We pull into a little clearing off the mountain road. There is a soft spotlight on the small dirt patch among the grass. In it lies a tiny fire ring with stacked firewood beside it, yellow and lilac wildflowers, and a crisp smell in the air. It is as if someone knew we were coming. The landscape looks still but all around us there is life happening. Our manicured lawns don't allow us to see the true nature of grass. As the wind sweeps, tall grasses sway. The movement continues over the mountains, just like you’d imagine an arena full of sports fans doing the wave. Or perhaps it moves like a thousand butterflies taking off from a tree, going in every which way, movement everywhere all at the same time. The grass dances and spins and leaps. Like lightning flashes across the blades. The sky sings. The crickets and songbirds whistle alongside each other while I wonder if in 5 years I will think of Idaho when I take a sip of vanilla chamomile tea. 

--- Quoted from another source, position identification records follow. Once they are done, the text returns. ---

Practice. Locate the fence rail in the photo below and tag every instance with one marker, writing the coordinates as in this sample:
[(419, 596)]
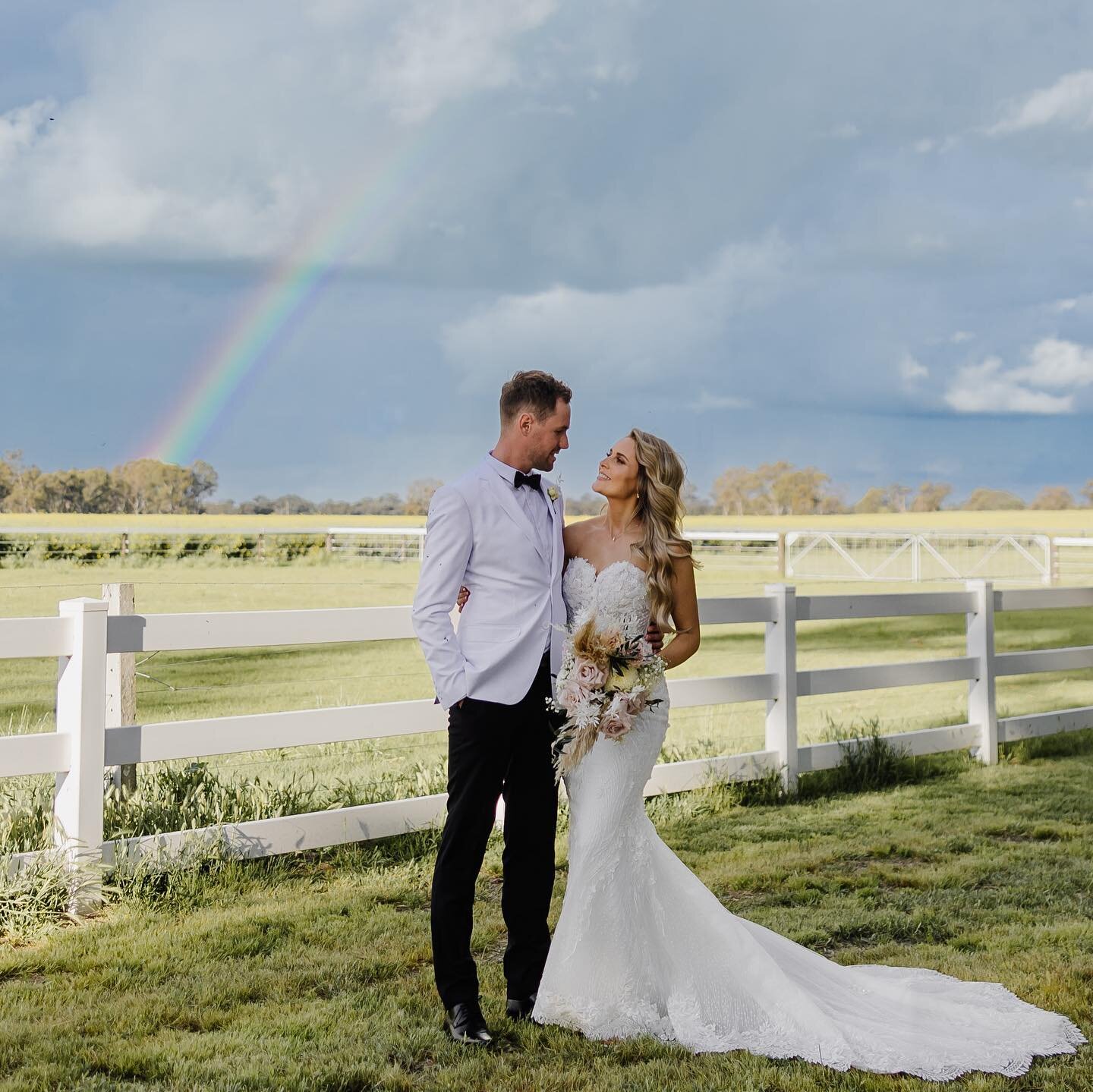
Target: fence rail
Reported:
[(827, 555), (86, 637)]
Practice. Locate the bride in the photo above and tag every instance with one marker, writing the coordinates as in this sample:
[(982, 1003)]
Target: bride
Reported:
[(642, 947)]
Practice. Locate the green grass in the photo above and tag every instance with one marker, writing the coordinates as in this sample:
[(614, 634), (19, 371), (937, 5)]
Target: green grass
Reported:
[(222, 682), (313, 972)]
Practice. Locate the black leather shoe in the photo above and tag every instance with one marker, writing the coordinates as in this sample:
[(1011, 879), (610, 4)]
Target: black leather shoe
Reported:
[(466, 1023), (519, 1008)]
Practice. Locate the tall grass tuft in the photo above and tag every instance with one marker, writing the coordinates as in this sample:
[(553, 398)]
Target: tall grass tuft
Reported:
[(36, 898)]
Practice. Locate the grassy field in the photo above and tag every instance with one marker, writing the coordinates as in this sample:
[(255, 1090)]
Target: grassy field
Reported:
[(313, 973), (209, 683), (1070, 521)]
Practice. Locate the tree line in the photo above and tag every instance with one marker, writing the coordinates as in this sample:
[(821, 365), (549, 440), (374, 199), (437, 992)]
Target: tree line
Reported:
[(140, 486), (770, 489), (780, 489)]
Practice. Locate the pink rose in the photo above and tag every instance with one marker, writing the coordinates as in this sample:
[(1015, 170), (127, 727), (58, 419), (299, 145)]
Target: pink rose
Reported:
[(571, 693), (588, 675)]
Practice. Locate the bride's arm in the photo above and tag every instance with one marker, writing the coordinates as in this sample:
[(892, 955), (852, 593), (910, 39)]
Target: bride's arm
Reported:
[(685, 615)]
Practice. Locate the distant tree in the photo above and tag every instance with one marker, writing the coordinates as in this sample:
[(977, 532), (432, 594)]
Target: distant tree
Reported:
[(1053, 499), (897, 496), (23, 494), (695, 502), (387, 504), (931, 496), (799, 492), (61, 491), (419, 493), (767, 474), (7, 481), (203, 484), (993, 500), (101, 492), (874, 501), (292, 504), (832, 503), (735, 490)]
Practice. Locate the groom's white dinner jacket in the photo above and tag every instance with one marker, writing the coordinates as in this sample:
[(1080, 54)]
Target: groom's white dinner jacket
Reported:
[(479, 536)]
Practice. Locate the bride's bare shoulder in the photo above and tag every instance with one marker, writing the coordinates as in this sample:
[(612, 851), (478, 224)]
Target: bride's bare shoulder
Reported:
[(575, 535)]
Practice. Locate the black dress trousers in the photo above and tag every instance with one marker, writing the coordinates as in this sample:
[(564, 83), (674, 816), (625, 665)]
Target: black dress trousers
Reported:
[(497, 750)]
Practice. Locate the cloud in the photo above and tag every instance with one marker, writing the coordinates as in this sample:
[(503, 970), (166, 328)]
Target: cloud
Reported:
[(1069, 101), (1054, 365), (1057, 365), (940, 144), (439, 52), (292, 106), (927, 243), (987, 389), (635, 332), (1079, 304), (706, 401), (911, 370)]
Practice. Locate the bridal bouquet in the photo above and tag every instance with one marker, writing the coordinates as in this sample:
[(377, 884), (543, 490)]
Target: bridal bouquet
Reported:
[(603, 683)]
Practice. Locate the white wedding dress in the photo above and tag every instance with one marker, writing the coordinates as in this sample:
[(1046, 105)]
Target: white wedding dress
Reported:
[(644, 948)]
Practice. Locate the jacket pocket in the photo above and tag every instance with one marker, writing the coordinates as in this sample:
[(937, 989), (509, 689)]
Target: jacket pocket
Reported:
[(487, 633)]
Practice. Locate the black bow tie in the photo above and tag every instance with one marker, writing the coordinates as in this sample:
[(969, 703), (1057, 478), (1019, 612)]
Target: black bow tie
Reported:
[(523, 479)]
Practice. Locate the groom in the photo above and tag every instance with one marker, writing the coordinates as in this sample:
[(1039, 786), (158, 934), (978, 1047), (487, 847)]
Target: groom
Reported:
[(497, 530)]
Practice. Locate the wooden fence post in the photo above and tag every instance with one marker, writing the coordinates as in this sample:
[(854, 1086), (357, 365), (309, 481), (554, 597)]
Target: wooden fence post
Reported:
[(981, 710), (81, 707), (780, 647), (121, 682)]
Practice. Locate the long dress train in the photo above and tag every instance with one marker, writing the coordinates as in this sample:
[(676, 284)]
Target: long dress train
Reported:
[(643, 947)]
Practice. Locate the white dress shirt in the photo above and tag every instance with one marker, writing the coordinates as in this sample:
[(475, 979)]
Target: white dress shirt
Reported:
[(534, 504)]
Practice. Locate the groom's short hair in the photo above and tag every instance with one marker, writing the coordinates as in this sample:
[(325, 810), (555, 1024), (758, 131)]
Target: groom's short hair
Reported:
[(534, 392)]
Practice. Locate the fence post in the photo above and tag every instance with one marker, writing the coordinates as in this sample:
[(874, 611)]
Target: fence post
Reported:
[(121, 682), (81, 715), (981, 710), (780, 647)]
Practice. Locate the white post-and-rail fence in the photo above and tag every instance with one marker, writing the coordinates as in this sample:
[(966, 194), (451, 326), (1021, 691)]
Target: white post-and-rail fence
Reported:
[(827, 555), (87, 637)]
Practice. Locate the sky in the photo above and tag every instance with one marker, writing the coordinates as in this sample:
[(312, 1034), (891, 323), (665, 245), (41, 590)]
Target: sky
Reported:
[(852, 235)]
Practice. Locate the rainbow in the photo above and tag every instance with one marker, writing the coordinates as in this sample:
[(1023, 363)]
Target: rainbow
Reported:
[(223, 373)]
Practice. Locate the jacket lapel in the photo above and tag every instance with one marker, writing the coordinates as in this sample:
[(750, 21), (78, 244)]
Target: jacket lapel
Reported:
[(512, 506), (556, 538)]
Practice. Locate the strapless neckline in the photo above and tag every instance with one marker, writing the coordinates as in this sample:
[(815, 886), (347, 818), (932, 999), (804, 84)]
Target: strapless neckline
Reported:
[(598, 573)]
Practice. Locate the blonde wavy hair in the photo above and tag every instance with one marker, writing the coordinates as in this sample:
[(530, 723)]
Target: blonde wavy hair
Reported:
[(660, 478)]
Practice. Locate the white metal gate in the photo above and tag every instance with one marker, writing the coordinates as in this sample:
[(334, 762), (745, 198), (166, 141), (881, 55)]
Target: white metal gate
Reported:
[(906, 555)]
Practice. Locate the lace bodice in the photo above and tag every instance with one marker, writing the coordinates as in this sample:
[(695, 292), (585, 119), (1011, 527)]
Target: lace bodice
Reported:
[(643, 948), (616, 596)]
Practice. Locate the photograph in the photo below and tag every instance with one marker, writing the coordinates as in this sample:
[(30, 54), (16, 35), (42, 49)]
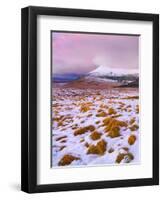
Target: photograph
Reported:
[(95, 99)]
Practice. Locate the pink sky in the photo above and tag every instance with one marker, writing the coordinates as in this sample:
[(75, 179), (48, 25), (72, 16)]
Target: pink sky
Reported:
[(82, 53)]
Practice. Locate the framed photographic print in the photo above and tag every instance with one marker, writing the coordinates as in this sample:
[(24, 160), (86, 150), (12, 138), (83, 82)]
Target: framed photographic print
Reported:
[(90, 99)]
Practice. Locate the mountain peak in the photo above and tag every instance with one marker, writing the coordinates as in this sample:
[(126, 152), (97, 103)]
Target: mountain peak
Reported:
[(107, 71)]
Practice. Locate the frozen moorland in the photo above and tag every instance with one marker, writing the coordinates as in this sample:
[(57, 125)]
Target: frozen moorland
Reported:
[(95, 126)]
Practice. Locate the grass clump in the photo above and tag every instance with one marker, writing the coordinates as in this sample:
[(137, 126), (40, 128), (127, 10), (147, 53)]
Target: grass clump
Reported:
[(101, 114), (134, 127), (131, 139), (67, 159), (95, 135), (99, 148), (83, 130), (112, 126), (127, 157), (112, 111)]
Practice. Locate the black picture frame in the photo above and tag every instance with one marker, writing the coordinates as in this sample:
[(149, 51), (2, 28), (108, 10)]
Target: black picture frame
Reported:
[(29, 99)]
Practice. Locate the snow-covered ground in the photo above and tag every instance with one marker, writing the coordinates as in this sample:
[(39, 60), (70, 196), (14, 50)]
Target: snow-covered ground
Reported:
[(91, 127)]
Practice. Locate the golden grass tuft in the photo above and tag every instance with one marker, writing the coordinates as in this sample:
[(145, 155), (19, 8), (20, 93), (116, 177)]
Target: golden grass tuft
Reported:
[(95, 135), (127, 156), (134, 127), (131, 139), (131, 97), (67, 159), (112, 111), (132, 121), (115, 132), (111, 150), (83, 130), (101, 114), (137, 109), (112, 126), (99, 148)]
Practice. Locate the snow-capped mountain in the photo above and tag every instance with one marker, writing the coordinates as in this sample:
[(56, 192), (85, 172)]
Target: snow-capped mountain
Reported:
[(104, 71)]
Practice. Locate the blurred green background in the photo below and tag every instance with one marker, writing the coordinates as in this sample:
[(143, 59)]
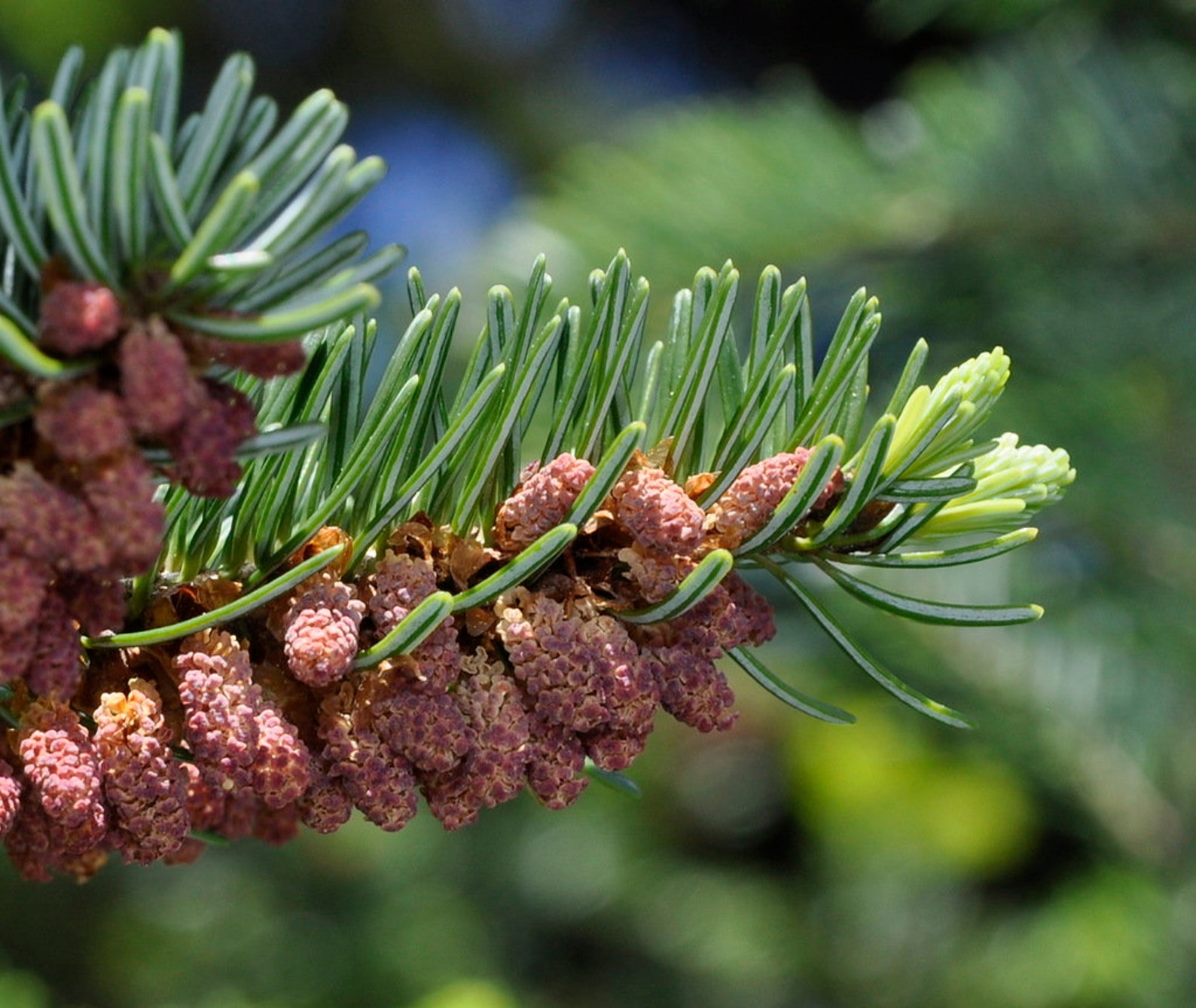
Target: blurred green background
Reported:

     “I hate crickets. I hate them so much.” I whisper under my breath as I sprint down the mountain, mormon crickets jumping beneath my feet with each step I take. Red and round and big. I hate them. I step around coyote poop and am careful not to brush my legs against the caterpillar nests in the bushes. I pause abruptly. There is a rustling to my left. I am face to face with a one legged, half human, half coyote creature. It is staring right at me. I am terrified. Wait… One moment. It is a sandhill crane. There are two of them, each massive slender birds. Cranes on a random grassy green mountain in Idaho. Their faces are bright. Perhaps they are eating the crickets. They start to make a noise I can only describe as prehistoric, it echoes through the canyon below us. They fly off as I approach. I continue down the path thinking to myself about how much beauty in life is hidden or misinterpreted due to fear. I tell myself I will be less afraid. I am always trying to be less afraid.